Sayfa Yükleniyor...
Bu hafta parayı ele alacağız. Peki, ama para dedikleri ne ola ki? En temel tanımıyla devletçe bastırılan ve ülke içinde ödeme aracı olarak kullanılan, üzerinde değeri yazılı, kâğıt ya da metal nesne. Paranın tarihi milattan önce 700 yıllarına dayanıyor. Lidyalıların bulduğu düşünülüyor. Ne gerek vardı da bulaştınız paraya diye düşünüyor insan, eskiden geçim derdi yokmuş gibi. Takas yöntemi ile ekonomi dönmeyince, büyümeyince parayı bulmuşlar. Bugün ise paranın anlamı paradan çok daha fazlası.

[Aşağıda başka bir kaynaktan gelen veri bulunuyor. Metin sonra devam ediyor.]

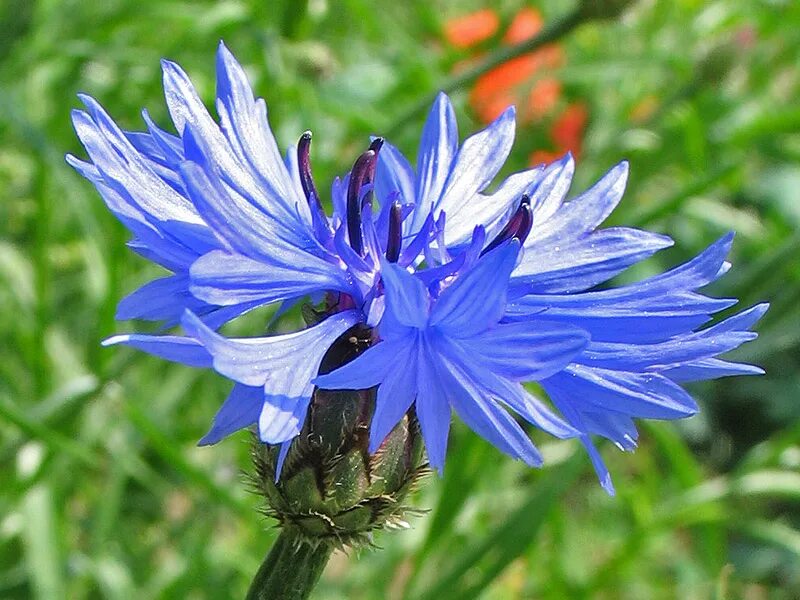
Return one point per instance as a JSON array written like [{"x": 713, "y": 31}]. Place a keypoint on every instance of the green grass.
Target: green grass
[{"x": 103, "y": 493}]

Yenmez, içilmez ama yediren, içiren değişim aracı. İnsanlığın ortak paydası. Dünyada ki herkesin inandığı belki de tek gerçek olan hayal ürünü. Hayal ürünü diyorum çünkü para dediğimiz kağıt parçasından başka bir şey değil. Eğer insanlar paraya inanmaz, değişim aracı olarak kullanmazlarsa para ne işe yarar ki? İnsanlar aslında paraya değil paranın ardındaki garantöre inanırlar.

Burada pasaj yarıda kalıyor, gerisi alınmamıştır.